Досада на свою цивилизацию и язык своей культуры, презрение к обыденности, спокойное согласие с неизбежностью всеобщего разрушения в случае, если не произойдет решительных перемен, — эти черты у Арто, как во всем европейском авангарде начала XX века, дополнялись жадным интересом к Востоку, Африке и доевропейской Америке. Здесь, как во всем у Арто, увлечения, например тибетским ламаизмом, сменялись яростными развенчаниями. Однако чуть ли не решающим для созидания всей серии главных статей Арто ( «Театр и его двойник», 1932–1935) стало его знакомство летом 1931 года в Париже с театром индонезийского острова Бали. Арто вдохновился им не меньше чем Брехт китайским театром, который немецкий драматург увидел на гастролях этого театра в Москве в 1935–м.
Для Арто стал откровением индонезийский театр, хотя конечно многим, если не почти всем из новых прозрений он был обязан всё–таки своим собственным долгим исканиям. Театр Бали, как его Арто понял, не инсценировал никакого текста и ничего в обычном смысле этого слова не изображал, а развертывал на своем предельно плотном сценическом пространстве самобытную реальность. Танец, телодвижения, жесты, реплики, гримасы, возгласы были иероглифами особого языка, который не приходилось соотносить почти ни с чем находящимся вне театра. Их смысл замыкался в сложно организованной жизни тут же на сцене. В игру вкладывалась такая энергия, столько расчетливого умения, что она переставала быть игрой и достигала законченности полного собою события. Из–за этой завершенной целости сценического мира, из–за пестрого богатства движения, звука, голоса игра при всей замкнутости на себе оказывалась не оторвана от действительности, а как бы сосредоточивала в себе всё, что действенно. Откликаясь на звонкую самопоглощенность сцены, не какой–то эпизод жизни, а сама жизнь в своей вырвавшейся на свободу силе, целая космическая гроза начинала витать неким двойником над математически рассчитанным лабиринтом спектакля. Отсутствие текста или его нарочитая упрощенность не вредила смыслу пьесы, наоборот, выносила речь, когда она звучала, на высоту «слова вообще», того многозначительного первослова, в котором присутствовала сгустившись масса всевозможных сообщений. Во всём угадывалась мощная художническая воля, овладевшая действительностью глубже обычного языка и потому властная выбирать и создавать послушный ей новый язык из шумов, жестов, движений, из старых, только небывало зазвучавших слов.

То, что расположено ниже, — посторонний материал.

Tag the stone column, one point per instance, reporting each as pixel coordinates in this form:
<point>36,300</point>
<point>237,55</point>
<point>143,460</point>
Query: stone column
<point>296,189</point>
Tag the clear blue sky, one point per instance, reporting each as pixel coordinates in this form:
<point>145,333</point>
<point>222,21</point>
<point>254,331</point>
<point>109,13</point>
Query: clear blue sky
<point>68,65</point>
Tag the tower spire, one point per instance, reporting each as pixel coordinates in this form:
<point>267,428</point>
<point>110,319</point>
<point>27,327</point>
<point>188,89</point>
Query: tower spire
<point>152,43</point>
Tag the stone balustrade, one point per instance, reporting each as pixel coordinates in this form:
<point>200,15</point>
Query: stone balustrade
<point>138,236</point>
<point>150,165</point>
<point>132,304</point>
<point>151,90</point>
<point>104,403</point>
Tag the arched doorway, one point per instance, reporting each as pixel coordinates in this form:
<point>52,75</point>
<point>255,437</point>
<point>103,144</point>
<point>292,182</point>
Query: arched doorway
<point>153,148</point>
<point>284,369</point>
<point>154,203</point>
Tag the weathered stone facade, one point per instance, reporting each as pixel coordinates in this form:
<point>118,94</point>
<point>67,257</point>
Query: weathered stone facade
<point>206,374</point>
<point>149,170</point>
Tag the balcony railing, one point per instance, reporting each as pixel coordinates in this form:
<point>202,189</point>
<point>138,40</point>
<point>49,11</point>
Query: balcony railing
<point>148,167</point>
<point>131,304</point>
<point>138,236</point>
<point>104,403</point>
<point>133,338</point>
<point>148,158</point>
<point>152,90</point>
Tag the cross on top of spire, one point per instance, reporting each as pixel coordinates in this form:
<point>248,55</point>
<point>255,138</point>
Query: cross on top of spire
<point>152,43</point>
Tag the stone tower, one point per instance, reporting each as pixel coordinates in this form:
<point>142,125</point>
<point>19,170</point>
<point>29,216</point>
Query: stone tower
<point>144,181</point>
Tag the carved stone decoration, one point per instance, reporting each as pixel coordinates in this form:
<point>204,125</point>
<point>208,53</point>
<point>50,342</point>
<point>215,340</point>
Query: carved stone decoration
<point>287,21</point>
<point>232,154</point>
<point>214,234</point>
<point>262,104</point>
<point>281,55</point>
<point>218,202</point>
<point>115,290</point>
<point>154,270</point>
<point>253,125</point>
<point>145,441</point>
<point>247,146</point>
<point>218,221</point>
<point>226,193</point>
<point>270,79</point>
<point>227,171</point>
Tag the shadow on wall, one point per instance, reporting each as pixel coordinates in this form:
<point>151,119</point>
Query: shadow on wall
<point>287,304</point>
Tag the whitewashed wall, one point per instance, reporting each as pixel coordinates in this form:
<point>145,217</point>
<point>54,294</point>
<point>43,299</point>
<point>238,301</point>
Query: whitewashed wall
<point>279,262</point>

Рядом с этой завораживающей церемонией, где бытийные первосилы вступали между собою в праздничный спор, привычный театр инсценировки, изображения и подражания казался жалким развлекательством. В уме Арто сложилась схема западного театра, лакея литературы, ремесла озвучивания и иллюстрации текстов, эстетского раскрашивания идей — и восточного театра, самобытного искусства, не плетущегося в хвосте социального и психологического быта, а заразительно, пластически и физически являющего строй бытия. Не переименовывая, не перерисовывая реалии, располагая своей собственной уникальной, осязаемой правдой, а именно пространством сцены, полной возможностями пустотой, восточный театр, «поэзия пространства», довлел себе в этой чреватой будущим пустоте, всевпускающей полноте.